In 1994 he proposed the Polyvagal Theory, a theory that links the evolution of the mammalian autonomic nervous system to social behavior and emphasizes the importance of physiological states in the expression of behavioral problems and psychiatric disorders. The theory is leading to innovative treatments based on insights into the mechanisms mediating symptoms observed in several behavioral, psychiatric, and physical disorders, and has had a major impact on the field of psychology.
Dr. Porges has published more than 300 peer-reviewed papers across a wide array of disciplines. He’s also the author of several books including The Polyvagal Theory: Neurophysiological foundations of Emotions, Attachment, Communication, and Self-regulation.
Dr. Bruce Perry is the Principal of the Neurosequential Network, Senior Fellow of The ChildTrauma Academy, and a Professor (Adjunct) in the Departments of Psychiatry and Behavioral Sciences at the Feinberg School of Medicine at Northwestern University in Chicago and the School of Allied Health at La Trobe University in Melbourne, Australia. From 1993 to 2001 he was the Thomas S. Trammell Research Professor of Psychiatry at Baylor College of Medicine and chief of psychiatry at Texas Children's Hospital.
He’s one of the world’s leading experts on the impact of trauma in childhood, and his work on the impact of abuse, neglect, and trauma on the developing brain has impacted clinical practice, programs, and policy across the world. His work has been instrumental in describing how traumatic events in childhood change the biology of the brain.
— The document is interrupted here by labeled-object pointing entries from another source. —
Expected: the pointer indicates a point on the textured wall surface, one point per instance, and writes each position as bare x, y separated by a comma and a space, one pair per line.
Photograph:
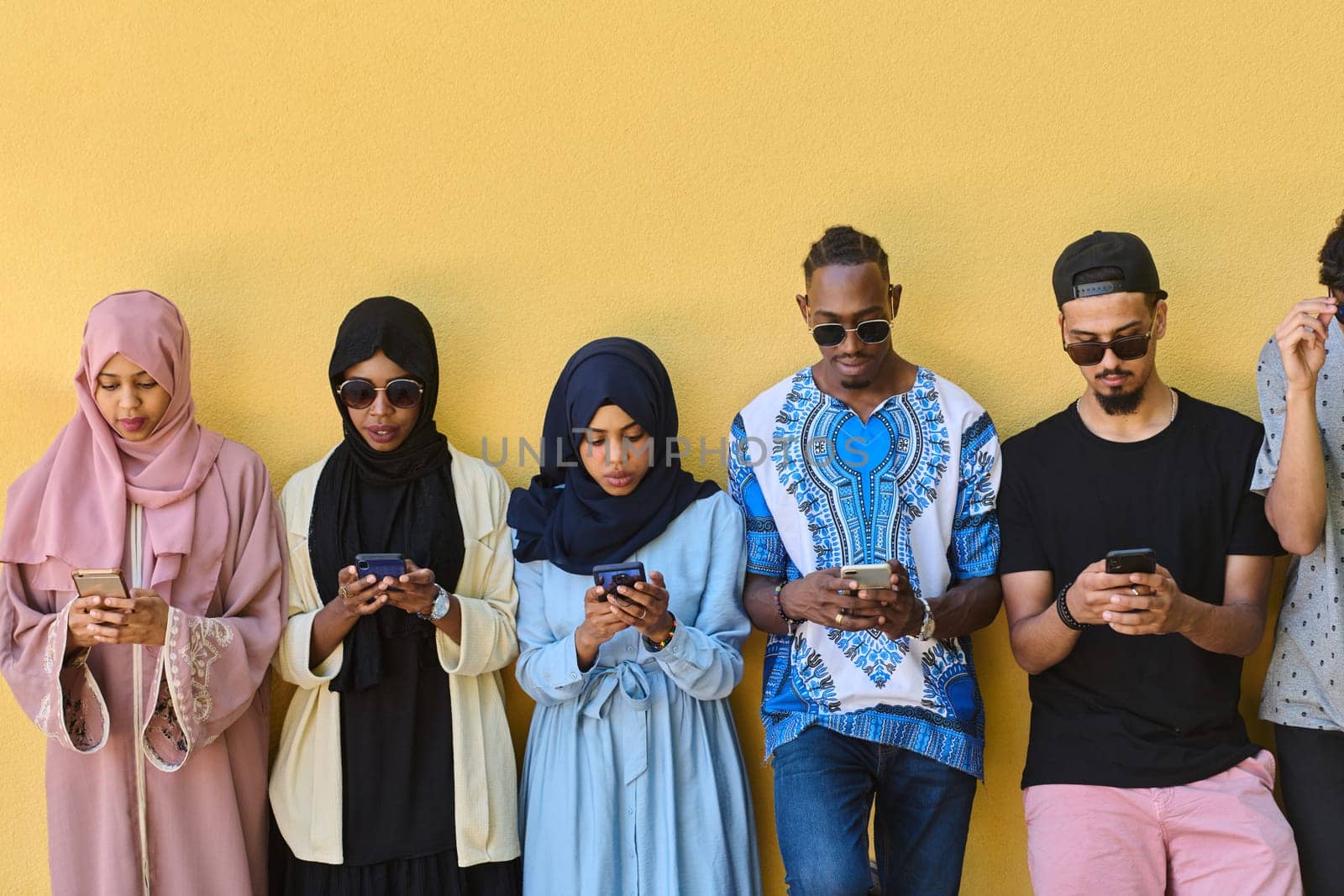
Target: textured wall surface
535, 179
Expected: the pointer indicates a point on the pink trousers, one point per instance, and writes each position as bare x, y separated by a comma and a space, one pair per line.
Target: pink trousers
1223, 836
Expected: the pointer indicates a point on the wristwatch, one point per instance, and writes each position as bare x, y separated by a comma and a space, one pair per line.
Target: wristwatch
443, 604
929, 624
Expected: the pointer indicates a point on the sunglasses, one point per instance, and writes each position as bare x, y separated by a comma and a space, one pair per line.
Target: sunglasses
1126, 348
870, 332
360, 394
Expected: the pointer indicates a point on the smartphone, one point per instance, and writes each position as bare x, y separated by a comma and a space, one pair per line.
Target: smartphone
1132, 560
613, 575
105, 582
380, 564
869, 575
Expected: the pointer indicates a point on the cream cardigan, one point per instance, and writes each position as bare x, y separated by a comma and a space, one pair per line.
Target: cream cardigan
306, 783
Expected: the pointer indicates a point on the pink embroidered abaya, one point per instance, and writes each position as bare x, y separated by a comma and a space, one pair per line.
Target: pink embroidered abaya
156, 761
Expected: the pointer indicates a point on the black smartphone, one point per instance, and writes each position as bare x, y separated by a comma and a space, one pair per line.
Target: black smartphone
1132, 560
380, 564
613, 575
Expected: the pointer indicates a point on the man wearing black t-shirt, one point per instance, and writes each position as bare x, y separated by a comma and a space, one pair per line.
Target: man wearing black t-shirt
1140, 777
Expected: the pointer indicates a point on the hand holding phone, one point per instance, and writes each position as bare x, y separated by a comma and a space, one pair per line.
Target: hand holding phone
1131, 560
385, 566
869, 575
613, 575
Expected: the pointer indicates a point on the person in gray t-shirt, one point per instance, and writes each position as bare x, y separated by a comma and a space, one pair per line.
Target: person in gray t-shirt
1301, 473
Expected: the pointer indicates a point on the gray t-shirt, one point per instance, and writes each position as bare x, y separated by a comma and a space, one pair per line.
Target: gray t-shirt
1305, 683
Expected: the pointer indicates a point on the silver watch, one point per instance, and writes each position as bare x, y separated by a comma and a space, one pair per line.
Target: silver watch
929, 624
443, 604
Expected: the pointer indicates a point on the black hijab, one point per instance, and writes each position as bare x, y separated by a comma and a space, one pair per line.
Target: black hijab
385, 501
564, 516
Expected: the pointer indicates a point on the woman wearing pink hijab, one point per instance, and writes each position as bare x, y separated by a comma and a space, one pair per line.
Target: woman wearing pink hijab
155, 705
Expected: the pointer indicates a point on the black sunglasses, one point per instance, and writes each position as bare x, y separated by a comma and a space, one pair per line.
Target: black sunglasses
1126, 348
870, 332
360, 394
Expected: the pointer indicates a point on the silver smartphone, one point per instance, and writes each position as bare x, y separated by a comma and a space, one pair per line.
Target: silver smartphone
869, 575
105, 582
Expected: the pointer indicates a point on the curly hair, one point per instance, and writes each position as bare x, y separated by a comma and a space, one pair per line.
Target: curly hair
1332, 257
844, 246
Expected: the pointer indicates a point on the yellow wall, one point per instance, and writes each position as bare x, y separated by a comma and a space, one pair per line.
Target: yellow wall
539, 177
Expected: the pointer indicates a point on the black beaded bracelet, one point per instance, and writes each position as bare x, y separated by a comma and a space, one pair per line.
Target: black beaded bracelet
779, 607
1065, 616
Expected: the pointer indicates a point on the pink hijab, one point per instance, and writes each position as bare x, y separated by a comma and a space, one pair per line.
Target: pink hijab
71, 506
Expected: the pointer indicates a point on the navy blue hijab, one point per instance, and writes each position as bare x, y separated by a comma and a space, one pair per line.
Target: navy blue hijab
564, 516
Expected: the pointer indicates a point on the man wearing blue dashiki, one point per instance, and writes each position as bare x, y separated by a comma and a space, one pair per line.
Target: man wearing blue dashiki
869, 694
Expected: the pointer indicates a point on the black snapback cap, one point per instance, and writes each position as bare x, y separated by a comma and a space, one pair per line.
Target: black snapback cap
1106, 249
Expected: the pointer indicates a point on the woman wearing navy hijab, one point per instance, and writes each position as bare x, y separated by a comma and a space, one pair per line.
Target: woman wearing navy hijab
633, 778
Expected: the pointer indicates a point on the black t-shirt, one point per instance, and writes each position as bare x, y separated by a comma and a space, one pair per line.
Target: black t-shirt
1135, 711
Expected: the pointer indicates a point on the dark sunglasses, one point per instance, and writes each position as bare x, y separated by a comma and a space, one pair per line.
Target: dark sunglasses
1126, 348
870, 332
360, 394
Dr. Perry's most recent book, What Happened to You? Conversations on Trauma, Resilience, and Healing, co-authored with Oprah Winfrey, was released earlier this year. Dr. Perry is also the author, with Maia Szalavitz, of The Boy Who Was Raised As A Dog, a bestselling book based on his work with maltreated children, and Born For Love: Why Empathy is Essential and Endangered. Additionally, he’s authored more than 300 journal articles and book chapters and has been the recipient of a variety of professional awards.
Dr. Allison Briscoe-Smith is a child clinical psychologist who specializes in trauma and issues of race. She earned her undergraduate degree from Harvard and then received her Ph.D. in clinical psychology from the University of California, Berkeley. She performed postdoctoral work at the University of California San Francisco/San Francisco General Hospital. She has combined her love of teaching and advocacy by serving as a professor and by directing mental health programs for children experiencing trauma, homelessness, or foster care.
Dr. Briscoe-Smith is also a senior fellow of Berkeley’s Greater Good Science Center and is both a professor and the Director of Diversity, Equity, and Inclusion at the Wright Institute. She provides consultation and training to nonprofits and schools on how to support trauma-informed practices and cultural accountability.
Sharon Salzberg is a world-renowned teacher and New York Times bestselling author. She is widely considered one of the most influential individuals in bringing mindfulness practices to the West, and co-founded the Insight Meditation Society in Barre, Massachusetts alongside Jack Kornfield and Joseph Goldstein. Sharon has been a student of Dipa Ma, Anagarika Munindra, and Sayadaw U Pandita alongside other masters.
Sharon has authored 10 books, and is the host of the fantastic Metta Hour podcast. She was a contributing editor of Oprah’s O Magazine, had her work featured in Time and on NPR, and contributed to panels alongside the Dalai Lama.